Proposed Format Changes
Overall, there are several format changes for the adult immunization schedule, according to Kim.
The cover page of the adult schedule will now include additional information on special populations, such as pregnant women, adults with functional and anatomical asplenia, and immunocompromising conditions. The abbreviations for vaccines have also been revised, Kim said.
The footnotes are now presented as bullets instead of paragraphs. “The work group worked very hard to consolidate information, remove outdated or less information and to keep the footnotes brief and concise,” Kim said. “Overall, the length of the footnotes for 2018 decreased by about 25%, and there’s a lot more white space compared to the 2017 version.”
The footnote language for the measles, mumps, rubella vaccine in outbreak settings was modified to indicate that during a mumps outbreak, adults identified by public health to be at increased risk for the disease should receive an additional dose of MMR.
In the 2018 footnotes for meningococcal vaccination MenACWY and MenB have been presented separately. “Doing so allowed the content to be shortened [and made it] easier to follow,” Kim said.
Child/adolescent Schedule Revisions
There were no substantive changes to the 2018 routine child/adolescent immunization schedule; however, there were many changes regarding formatting and footnotes.

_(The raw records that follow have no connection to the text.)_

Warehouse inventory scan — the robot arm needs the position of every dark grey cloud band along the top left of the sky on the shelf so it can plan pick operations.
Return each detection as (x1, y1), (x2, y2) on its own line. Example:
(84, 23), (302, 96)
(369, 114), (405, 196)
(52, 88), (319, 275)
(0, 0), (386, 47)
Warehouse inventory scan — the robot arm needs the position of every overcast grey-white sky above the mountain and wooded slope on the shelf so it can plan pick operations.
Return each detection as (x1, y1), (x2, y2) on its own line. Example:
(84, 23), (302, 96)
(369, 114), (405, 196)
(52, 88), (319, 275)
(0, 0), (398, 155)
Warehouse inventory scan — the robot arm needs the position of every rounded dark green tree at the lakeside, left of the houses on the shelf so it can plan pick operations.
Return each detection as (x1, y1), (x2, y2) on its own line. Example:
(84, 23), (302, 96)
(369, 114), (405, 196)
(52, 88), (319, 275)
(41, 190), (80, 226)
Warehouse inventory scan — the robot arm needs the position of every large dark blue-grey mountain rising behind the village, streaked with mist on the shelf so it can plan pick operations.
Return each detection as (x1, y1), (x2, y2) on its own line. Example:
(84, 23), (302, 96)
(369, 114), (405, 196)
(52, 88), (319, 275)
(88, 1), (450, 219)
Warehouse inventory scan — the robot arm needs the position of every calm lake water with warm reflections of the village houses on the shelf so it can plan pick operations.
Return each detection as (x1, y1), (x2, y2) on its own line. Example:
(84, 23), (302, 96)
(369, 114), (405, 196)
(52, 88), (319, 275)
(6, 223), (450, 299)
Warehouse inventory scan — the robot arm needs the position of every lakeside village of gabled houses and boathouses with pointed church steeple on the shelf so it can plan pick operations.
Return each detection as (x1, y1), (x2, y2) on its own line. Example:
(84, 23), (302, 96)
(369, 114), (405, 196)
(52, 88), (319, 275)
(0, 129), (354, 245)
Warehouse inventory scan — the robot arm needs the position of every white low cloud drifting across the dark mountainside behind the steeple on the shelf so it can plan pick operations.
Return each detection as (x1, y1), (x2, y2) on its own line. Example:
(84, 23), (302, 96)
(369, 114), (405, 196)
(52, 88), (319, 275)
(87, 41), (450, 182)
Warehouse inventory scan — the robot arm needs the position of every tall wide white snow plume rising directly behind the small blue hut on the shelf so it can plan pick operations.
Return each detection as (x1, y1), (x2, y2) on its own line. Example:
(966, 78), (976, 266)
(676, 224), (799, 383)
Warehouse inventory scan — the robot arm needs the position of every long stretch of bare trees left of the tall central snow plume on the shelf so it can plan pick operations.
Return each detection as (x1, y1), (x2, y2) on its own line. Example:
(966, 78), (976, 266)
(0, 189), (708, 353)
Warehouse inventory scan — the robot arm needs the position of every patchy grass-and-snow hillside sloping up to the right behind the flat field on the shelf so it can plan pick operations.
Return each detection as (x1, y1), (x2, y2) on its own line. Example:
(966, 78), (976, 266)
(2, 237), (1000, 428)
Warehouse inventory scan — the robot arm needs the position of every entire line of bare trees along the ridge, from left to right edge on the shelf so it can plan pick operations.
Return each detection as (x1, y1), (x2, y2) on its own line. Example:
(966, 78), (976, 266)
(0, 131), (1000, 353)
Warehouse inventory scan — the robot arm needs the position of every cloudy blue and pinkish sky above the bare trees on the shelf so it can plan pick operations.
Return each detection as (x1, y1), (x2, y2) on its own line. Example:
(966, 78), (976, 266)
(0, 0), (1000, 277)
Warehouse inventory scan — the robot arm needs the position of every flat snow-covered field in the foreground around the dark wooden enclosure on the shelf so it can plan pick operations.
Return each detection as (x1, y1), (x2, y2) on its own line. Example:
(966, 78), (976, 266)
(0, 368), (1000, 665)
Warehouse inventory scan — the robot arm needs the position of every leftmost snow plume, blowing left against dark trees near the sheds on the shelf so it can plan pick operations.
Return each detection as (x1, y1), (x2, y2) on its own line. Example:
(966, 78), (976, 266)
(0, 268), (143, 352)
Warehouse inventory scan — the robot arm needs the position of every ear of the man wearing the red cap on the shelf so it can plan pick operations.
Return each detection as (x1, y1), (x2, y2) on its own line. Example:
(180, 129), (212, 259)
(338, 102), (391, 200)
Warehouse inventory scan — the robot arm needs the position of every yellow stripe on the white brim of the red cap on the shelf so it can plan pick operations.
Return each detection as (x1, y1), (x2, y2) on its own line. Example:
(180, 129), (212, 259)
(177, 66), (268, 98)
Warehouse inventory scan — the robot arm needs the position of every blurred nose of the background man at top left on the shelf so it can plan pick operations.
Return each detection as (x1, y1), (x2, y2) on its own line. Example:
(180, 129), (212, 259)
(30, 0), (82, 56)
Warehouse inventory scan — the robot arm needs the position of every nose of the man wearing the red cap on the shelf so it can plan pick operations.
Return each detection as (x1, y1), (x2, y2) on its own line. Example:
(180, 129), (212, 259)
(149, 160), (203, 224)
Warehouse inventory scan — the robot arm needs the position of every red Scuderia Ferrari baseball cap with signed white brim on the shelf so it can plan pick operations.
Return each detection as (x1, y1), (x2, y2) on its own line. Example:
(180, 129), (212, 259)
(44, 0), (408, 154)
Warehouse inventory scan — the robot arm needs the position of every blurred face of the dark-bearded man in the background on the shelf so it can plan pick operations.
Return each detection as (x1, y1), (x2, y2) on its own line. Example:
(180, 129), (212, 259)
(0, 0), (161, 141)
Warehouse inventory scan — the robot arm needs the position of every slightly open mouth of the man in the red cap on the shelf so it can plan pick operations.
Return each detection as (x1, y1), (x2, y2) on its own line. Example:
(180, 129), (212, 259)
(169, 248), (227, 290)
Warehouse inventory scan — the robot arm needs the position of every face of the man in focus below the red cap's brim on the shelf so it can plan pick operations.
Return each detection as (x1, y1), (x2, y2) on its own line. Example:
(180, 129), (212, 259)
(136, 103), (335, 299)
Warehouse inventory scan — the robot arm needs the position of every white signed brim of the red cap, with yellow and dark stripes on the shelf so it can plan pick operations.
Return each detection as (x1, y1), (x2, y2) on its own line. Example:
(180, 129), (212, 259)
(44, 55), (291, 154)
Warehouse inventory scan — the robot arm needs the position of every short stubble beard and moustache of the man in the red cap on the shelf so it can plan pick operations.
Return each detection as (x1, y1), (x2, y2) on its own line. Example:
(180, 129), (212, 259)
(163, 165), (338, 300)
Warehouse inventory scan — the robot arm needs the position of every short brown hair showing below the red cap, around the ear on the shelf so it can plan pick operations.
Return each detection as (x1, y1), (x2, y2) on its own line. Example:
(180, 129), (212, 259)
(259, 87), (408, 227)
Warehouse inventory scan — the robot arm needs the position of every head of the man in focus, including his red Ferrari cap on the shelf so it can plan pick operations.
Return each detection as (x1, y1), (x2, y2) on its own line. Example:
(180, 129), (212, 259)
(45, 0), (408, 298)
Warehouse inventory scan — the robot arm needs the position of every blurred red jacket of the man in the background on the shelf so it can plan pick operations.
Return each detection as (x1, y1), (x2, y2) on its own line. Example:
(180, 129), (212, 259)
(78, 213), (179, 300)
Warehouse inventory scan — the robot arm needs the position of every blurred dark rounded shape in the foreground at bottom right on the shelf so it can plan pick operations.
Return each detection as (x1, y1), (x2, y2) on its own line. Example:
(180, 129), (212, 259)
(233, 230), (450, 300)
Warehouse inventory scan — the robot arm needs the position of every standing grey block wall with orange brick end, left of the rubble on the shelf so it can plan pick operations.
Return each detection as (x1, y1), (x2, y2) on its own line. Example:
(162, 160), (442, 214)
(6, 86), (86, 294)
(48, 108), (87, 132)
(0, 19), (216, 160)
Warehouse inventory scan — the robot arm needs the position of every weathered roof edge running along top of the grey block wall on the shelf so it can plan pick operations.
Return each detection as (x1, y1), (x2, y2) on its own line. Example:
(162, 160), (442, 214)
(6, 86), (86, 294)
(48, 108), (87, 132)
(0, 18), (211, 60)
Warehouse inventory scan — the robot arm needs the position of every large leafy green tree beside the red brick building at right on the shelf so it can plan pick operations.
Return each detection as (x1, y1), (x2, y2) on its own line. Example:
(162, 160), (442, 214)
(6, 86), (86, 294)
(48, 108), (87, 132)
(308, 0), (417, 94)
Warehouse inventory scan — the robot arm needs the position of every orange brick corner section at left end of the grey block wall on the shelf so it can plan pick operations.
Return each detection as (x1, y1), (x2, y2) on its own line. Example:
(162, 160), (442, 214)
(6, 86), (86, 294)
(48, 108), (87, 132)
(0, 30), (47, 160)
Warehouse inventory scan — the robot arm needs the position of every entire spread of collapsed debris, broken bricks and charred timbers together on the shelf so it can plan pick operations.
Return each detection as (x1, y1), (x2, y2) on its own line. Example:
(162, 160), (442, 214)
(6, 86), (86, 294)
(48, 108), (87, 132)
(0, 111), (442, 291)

A table of vaccine types, abbreviations, and brand names for respective vaccines has been added to the 2018 schedule cover page, according to Candice Robinson, a CDC medical officer.
The maximum age for the first administration of the first dose of a rotavirus vaccine has been added to the catch-up table, as well as the maximum age for the final dose in the rotavirus series, according to Robinson.
The catch-up vaccinations with inactivated polio virus vaccine for children age 4 and older were clarified. The minimum interval between doses is 4 weeks if the current age is less than 4 years and 6 months as a final dose, if the current age is 4 years or older.
For catching up polio vaccinations in children 7-18 years, the minimum interval between dose 2 and 3 is six months. A fourth dose is not necessary if the third dose was administered at 4 years of age or older and at least 6 months after the previous dose, according to Robinson.
In figure 3 of the schedule, an asterisk was added to the HIV infection column, which was designed to direct providers to additional information about which laboratory values to consider when providing live vaccines to HIV-infected children.
This work group also simplified the footnote format. “The goal was to remove unnecessary text while preserving all pertinent information and maintaining clarity,” Robinson said. “This was accomplished by a transition from complete sentences to bullets, removal of unnecessary or redundant language and formatting changes.”
In the hepatitis B footnote, the birth dose administration has been refined: If the mother is hepatitis B surface antigen negative, providers should administer one dose of hepatitis B vaccine within 24 hours of birth for medically stable infants who weight at least 2000 grams, Robinson said.
The group will continue to clarify the language regarding the use of mumps-containing vaccines in an outbreak setting, according to Robinson.
The ACIP recommendations will now be presented to the CDC for approval.